How to find the right cluster algorithm?

1
votes

I would like to find the algorithm which circumvent some drawbacks of k-Means:

Given:

x<- c(4,4,5,5,6,7,8,9,9,10,2,3,3,4,5,6,6,7,8,8)
y<- c(2,3,3,4,4,5,5,7,6,8,4,5,6,5,7,8,9,9,9,10)

matrix<-cbind(x,y)# defining matrix
Kmeans<-kmeans(matrix,centers=2) # with 3 centroids

plot(x,y,col=Kmeans$cluster,pch=19,cex=2)
points(Kmeans$centers,col=1:3,pch=3,cex=3,lwd=3)

Here I would like have an algorithm clustering the data into two clusters divided by a diagonal from left corner to right corner.

2
rcluster-analysisk-means
This wouldn't minimize the within-group inerty, will it? Thus I think you're looking for something that is not clustering. Have you thought about fitting two lines? Or try fitting a gaussian mixture? The true question is: why do you think your groups should be like this?iago-lito
hmm, its seems like a natural choice. I mean obviously there is some linearity. However I thought to find a cluster algorithm which might approximate my feeling towards the two clusters.Googme
I think a mixture of Gaussians might work well in this case. The algorithm will automately choose how many clusters you need (here 2) and their correlation structure (here 45°-stretched). I don't know yet the package you'd need, but it shouldn't be too hard to find.iago-lito

2 Answers

1
votes

Try Mclust from the mclust package, it will try to fit a Gaussian mixture on your data. The default behavior:

mc = Mclust(matrix);
points(t(mc$parameters$mean));
plot(mc);

.. will find 4 groups, but you might be able to force it to 2 or to force the correlation structure for the Gaussians to be stretched in the right direction.

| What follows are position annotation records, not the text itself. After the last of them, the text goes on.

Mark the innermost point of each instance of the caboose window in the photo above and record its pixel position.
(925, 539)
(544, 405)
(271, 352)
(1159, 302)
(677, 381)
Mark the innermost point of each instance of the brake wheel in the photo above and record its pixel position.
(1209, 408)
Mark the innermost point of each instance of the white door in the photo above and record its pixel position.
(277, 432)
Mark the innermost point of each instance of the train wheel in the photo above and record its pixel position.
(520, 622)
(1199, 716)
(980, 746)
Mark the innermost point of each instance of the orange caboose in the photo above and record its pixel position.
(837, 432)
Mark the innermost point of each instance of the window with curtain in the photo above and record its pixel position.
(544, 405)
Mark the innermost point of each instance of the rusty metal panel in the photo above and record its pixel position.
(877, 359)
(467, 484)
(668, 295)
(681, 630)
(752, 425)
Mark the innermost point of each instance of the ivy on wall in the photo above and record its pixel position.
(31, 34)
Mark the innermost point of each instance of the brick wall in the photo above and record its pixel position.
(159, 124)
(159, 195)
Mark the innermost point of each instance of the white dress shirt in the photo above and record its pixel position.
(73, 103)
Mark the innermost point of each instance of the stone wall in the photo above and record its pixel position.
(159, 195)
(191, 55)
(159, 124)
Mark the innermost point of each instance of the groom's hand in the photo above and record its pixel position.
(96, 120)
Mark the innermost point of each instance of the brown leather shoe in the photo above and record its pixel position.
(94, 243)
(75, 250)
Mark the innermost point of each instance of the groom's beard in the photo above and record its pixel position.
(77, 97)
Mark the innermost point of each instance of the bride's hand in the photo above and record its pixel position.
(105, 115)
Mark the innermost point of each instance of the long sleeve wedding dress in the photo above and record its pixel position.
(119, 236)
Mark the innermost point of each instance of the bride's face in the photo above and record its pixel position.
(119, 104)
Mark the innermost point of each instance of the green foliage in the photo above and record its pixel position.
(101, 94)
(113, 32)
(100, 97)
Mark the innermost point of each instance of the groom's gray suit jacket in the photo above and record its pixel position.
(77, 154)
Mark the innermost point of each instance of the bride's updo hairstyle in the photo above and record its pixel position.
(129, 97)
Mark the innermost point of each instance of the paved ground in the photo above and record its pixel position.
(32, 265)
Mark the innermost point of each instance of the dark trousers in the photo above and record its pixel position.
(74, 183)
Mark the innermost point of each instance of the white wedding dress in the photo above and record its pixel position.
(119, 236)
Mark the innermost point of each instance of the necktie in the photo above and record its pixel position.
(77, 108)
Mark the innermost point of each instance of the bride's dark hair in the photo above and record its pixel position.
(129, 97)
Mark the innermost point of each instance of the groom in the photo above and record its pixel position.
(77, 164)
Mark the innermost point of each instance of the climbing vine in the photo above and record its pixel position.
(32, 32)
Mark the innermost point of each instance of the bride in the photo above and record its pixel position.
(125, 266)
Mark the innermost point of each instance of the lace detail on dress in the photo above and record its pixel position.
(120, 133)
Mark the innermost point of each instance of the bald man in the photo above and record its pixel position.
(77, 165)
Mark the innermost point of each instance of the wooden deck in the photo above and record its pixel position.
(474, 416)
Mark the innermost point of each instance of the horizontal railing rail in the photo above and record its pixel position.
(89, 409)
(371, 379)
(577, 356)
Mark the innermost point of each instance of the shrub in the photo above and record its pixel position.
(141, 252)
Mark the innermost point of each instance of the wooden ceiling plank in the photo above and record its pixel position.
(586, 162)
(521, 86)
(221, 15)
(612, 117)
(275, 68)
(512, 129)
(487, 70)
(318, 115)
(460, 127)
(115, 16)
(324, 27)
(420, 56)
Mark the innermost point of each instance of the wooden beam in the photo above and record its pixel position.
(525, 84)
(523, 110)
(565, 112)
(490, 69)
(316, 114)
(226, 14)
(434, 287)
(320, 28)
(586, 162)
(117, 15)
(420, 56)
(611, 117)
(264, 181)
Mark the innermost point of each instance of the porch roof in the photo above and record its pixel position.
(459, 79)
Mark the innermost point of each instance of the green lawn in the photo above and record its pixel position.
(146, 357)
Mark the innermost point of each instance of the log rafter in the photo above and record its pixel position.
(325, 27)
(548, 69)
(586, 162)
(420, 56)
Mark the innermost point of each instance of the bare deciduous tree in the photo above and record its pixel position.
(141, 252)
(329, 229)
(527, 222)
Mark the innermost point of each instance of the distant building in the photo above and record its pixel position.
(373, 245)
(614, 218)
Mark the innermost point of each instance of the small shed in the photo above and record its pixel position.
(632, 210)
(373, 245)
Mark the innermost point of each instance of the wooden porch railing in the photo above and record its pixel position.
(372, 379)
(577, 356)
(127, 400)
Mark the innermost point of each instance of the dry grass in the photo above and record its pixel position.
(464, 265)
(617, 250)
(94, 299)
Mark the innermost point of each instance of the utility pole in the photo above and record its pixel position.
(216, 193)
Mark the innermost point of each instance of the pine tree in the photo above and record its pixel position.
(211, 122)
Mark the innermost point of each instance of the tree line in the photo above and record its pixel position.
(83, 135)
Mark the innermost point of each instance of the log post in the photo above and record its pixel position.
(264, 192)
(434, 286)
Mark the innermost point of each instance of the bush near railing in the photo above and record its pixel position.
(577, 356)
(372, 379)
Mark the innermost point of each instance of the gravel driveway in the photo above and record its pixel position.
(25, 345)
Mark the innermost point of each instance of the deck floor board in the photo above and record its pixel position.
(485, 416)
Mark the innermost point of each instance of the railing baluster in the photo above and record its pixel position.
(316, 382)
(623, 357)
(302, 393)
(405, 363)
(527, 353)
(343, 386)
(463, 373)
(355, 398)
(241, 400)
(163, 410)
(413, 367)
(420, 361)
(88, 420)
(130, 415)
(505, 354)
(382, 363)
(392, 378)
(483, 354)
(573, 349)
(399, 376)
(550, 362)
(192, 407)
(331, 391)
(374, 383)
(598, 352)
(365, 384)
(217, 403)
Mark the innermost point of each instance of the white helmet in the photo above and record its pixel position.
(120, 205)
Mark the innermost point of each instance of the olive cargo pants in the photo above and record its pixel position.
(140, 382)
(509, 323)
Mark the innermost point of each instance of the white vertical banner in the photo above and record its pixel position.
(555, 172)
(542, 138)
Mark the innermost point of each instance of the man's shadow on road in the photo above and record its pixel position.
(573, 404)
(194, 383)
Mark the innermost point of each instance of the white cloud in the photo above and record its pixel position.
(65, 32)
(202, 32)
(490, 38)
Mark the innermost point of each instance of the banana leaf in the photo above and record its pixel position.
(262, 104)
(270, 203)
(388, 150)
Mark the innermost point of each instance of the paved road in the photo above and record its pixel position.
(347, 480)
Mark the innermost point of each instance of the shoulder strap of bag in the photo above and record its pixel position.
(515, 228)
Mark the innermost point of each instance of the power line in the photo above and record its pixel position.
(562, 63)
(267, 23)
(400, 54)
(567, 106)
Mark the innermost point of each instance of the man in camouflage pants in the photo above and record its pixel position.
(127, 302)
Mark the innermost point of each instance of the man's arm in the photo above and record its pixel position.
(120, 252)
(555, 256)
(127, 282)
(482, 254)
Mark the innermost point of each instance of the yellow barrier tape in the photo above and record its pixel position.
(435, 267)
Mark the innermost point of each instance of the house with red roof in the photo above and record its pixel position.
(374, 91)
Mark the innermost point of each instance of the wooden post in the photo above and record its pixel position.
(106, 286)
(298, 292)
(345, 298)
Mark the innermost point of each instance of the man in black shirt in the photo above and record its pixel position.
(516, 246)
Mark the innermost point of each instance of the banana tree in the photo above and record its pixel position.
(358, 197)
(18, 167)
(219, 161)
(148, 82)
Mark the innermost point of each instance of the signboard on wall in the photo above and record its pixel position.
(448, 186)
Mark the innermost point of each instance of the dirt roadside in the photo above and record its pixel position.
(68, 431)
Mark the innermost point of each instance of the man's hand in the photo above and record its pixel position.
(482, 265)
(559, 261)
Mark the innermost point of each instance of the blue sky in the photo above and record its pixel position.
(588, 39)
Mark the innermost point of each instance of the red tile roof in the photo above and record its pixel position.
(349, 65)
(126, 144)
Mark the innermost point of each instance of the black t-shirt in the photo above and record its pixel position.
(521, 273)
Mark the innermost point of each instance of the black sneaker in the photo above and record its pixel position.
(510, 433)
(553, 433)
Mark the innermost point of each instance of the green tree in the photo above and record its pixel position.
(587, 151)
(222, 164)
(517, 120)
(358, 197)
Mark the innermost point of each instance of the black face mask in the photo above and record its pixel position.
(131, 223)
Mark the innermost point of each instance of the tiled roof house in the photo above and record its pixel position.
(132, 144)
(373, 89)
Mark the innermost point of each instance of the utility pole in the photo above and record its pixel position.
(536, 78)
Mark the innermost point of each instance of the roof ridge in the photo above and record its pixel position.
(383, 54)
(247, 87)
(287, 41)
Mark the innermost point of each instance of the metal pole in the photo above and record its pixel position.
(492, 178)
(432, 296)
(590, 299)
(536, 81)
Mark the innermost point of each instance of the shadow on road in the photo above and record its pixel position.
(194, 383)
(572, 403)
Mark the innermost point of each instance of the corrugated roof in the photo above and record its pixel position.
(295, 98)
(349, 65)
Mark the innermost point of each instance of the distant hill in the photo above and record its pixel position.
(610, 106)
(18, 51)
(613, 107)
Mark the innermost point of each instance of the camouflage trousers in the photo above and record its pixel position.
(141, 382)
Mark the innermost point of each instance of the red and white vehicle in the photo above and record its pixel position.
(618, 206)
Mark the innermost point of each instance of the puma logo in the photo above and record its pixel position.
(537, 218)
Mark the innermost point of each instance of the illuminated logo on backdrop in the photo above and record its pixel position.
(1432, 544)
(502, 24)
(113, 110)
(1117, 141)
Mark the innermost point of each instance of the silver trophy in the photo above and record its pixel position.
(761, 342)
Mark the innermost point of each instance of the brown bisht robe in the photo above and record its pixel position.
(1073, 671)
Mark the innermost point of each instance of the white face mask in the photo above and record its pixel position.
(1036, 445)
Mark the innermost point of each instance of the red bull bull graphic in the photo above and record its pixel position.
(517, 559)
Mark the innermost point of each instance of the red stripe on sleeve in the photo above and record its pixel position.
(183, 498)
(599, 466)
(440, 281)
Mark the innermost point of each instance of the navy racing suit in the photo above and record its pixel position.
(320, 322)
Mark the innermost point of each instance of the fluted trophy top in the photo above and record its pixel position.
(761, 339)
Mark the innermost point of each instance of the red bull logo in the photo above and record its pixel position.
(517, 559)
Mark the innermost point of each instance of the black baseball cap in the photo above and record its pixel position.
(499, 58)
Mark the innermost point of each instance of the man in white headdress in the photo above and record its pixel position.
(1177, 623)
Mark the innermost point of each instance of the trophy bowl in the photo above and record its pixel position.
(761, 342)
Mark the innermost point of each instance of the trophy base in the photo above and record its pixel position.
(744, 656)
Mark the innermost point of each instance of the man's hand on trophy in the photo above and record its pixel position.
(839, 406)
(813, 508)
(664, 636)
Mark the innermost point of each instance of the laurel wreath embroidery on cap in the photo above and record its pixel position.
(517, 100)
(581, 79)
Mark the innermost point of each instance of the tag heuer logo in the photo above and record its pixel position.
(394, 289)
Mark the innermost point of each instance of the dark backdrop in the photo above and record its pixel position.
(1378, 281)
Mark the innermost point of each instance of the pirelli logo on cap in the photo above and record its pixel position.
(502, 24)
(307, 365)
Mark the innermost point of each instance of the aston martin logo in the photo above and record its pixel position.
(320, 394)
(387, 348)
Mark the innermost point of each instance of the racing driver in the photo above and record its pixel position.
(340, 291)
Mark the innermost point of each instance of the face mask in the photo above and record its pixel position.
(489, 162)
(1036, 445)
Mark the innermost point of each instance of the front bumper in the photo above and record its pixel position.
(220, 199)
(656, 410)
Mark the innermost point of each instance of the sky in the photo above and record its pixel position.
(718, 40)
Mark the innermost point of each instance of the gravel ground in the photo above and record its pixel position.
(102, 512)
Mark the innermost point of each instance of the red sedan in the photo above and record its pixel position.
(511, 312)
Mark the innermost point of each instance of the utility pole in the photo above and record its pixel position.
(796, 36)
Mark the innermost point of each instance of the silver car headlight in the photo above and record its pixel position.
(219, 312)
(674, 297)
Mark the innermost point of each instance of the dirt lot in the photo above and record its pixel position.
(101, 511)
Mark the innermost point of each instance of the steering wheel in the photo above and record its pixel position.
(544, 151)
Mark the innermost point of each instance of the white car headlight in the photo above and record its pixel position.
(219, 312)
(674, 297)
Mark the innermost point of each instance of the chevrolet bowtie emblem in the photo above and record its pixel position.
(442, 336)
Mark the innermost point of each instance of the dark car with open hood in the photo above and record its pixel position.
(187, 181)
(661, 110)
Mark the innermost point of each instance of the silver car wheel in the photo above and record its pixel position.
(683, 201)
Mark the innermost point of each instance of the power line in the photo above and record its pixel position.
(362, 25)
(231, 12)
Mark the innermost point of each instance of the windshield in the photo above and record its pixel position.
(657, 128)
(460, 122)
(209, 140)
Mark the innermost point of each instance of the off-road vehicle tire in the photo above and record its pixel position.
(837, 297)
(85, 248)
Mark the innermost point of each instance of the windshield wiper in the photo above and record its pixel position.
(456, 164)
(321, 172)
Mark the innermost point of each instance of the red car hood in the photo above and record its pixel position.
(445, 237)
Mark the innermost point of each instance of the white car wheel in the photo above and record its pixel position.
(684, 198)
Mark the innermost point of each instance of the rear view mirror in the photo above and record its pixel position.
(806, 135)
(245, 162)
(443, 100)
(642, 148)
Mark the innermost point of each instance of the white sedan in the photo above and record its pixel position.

Be aware that it'll be hard to interpret and justify the meaning of your groups unless you understand very well the reason why you want them to be 2 etc..

0
votes

What you are asking for can be solved in multiple ways. Here are two:

  1. First way is to simply define the separating line of you clusters. Since you know how your points should be grouped (by a line) you can use that.

If you want your line to start at the origin, then simply check if x > y:

x<- c(4,4,5,5,6,7,8,9,9,10,2,3,3,4,5,6,6,7,8,8)
y<- c(2,3,3,4,4,5,5,7,6,8,4,5,6,5,7,8,9,9,9,10)

thePoints <- cbind(x,y)


as.integer(thePoints[,1] > thePoints[,2])
[1] 1 1 1 1 1 1 1 1 1 1 0 0 0 0 0 0 0 0 0 0

This will put points above the diagonal (starting at 0) in one group, and others - to another group. Keep in mind that if your line may not go through the origin (0) then you have to modify this example a bit.

  1. Kmeans with correlation distance:

The K-means function:

myKmeans <- function(x, centers, distFun, nItter=10) {
    clusterHistory <- vector(nItter, mode="list")
    centerHistory <- vector(nItter, mode="list")

    for(i in 1:nItter) {
        distsToCenters <- distFun(x, centers)
        clusters <- apply(distsToCenters, 1, which.min)
        centers <- apply(x, 2, tapply, clusters, mean)
        # Saving history
        clusterHistory[[i]] <- clusters
        centerHistory[[i]] <- centers
    }

    list(clusters=clusterHistory, centers=centerHistory)
}

And correlation distance:

myCor <- function(points1, points2) {
    return(1 - ((cor(t(points1), t(points2))+1)/2))
}

theResult <- myKmeans(mat, centers, myCor, 10)

As was also displayed HERE

Here how both solution would look like:

plot(points, col=as.integer(points[,1] > points[,2])+1, main="Using a line", xlab="x", ylab="y")
plot(points, col=theResult$clusters[[10]], main="K-means with correlation clustering", xlab="x", ylab="y")
points(theResult$centers[[10]], col=1:2, cex=3, pch=19)

linevskmeans

So it's more about what kind of distance measure you are using and not about some kind of deficiency of K-means.

You can also find better implementations of K-means with correlation distance for R instead of using the one I provided here.